Et il enduisit le fond de goudron, afin qu’il y restât quelque chose
d’attaché. Lorsque le boisseau lui fut rendu, il y trouva collées trois pièces
de dix sous.
« Comment ! s’écria-t-il, où diable-il, où diable a-t-il pris tout cela ? »
Et il courut immédiatement chez petit Claus.
« D’où tiens-tu tout cet argent ?
– De ma peau de cheval, que j’ai vendue hier au soir.
– Tu en as tiré un bon prix, » dit grand Claus ; puis il retourna bien vite
chez lui, prit une hache, abattit ses quatre chevaux, les écorcha et porta leur
peau à la ville. « Des peaux ! des peaux ! qui veut acheter des peaux ? »
cria-t-il dans toutes les rues.
Tous les cordonniers et les corroyeurs accoururent pour lui en demander
le prix.
« Un boisseau d’argent pour chacune, répondit grand Claus.
– Es-tu fou ? crois-tu que nous ayons de l’argent par boisseaux ?
– Des peaux ! des peaux ! continua-t-il, qui veut acheter des peaux ? »
Et, si quelqu’un les marchandait : « Un boisseau d’argent pour chacune,
répondait-il toujours.
– Il veut se moquer de nous, » s’écria enfin tout le monde. Puis les
cordonniers prirent leurs courroies, les corroyeurs leurs tabliers, et ils se
mirent à frapper rudement grand Claus.
« Nous arrangerons si bien ta peau, qu’elle deviendra rouge et bleue,
dirent-ils ; veux-tu te sauver, veux-tu te sauver ! »
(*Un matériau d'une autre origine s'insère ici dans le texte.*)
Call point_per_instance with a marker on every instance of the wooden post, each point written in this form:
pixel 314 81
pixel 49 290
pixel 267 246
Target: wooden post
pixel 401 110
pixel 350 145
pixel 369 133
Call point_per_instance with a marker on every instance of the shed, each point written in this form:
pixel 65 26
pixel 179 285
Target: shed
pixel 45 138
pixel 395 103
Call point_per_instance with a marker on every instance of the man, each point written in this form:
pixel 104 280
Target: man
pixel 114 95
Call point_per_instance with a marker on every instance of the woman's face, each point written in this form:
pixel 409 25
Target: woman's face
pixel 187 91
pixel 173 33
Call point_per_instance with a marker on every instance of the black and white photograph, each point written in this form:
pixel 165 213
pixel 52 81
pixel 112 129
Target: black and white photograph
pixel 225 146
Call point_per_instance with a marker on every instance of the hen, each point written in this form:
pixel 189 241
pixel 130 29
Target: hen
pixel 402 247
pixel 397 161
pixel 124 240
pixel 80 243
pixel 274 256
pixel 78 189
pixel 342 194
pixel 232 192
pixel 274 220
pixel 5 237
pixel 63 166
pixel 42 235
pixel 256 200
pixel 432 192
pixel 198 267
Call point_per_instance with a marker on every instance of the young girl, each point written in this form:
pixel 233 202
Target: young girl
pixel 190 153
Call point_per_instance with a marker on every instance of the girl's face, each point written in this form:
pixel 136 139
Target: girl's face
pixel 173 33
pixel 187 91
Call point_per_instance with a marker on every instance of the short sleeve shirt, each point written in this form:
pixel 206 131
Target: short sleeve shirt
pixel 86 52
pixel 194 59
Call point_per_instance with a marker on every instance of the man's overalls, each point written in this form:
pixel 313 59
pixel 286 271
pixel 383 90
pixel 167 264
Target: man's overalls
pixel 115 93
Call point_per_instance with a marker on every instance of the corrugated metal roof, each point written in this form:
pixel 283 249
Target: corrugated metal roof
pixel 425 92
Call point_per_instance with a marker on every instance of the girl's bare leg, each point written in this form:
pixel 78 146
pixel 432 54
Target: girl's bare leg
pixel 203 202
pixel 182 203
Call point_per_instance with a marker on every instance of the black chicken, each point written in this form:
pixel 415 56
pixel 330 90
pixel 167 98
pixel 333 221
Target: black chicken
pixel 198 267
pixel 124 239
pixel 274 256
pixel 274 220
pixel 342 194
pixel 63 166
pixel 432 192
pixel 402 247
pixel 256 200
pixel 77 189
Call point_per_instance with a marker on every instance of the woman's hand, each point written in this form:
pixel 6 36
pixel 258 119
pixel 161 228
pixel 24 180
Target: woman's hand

Et grand Claus, au milieu des coups, se sauva hors de la ville.
« Bon ! dit-il une fois rentré chez lui ; c’est petit Claus qui est la cause
de tout cela. Je vais le tuer. »
Cependant la vieille nourrice de petit Claus était morte, et, quoiqu’elle se
fût montrée bien méchante envers lui, il la pleura. Il coucha la femme morte
dans son lit, pour voir s’il ne pourrait pas la rappeler à la vie, et resta toute
la nuit dans un coin, sur une chaise.
Au milieu de la nuit, la porte s’ouvrit, et grand Claus entra avec sa hache.
Connaissant l’endroit où était placé le lit de petit Claus, il s’en approcha tout
doucement, et appliqua un coup violent au front de la vieille nourrice morte
« Maintenant, tu ne me tromperas plus ! dit-il en s’éloignant, car il croyait
avoir tué son ennemi.
– Quel méchant homme ! s’écria petit Claus ; c’est moi qu’il voulait tuer.
Heureusement pour ma vieille nourrice qu’elle était déjà morte. »
Il revêtit ensuite la vieille femme de ses habits de dimanche, emprunta un
cheval à son voisin et l’attela à sa voiture. Puis il plaça la vieille sur le siège
de derrière, de façon qu’elle ne put tomber, et il traversa ainsi la forêt. Arrivé
à une auberge, petit Claus s’arrêta pour demander quelque chose à manger.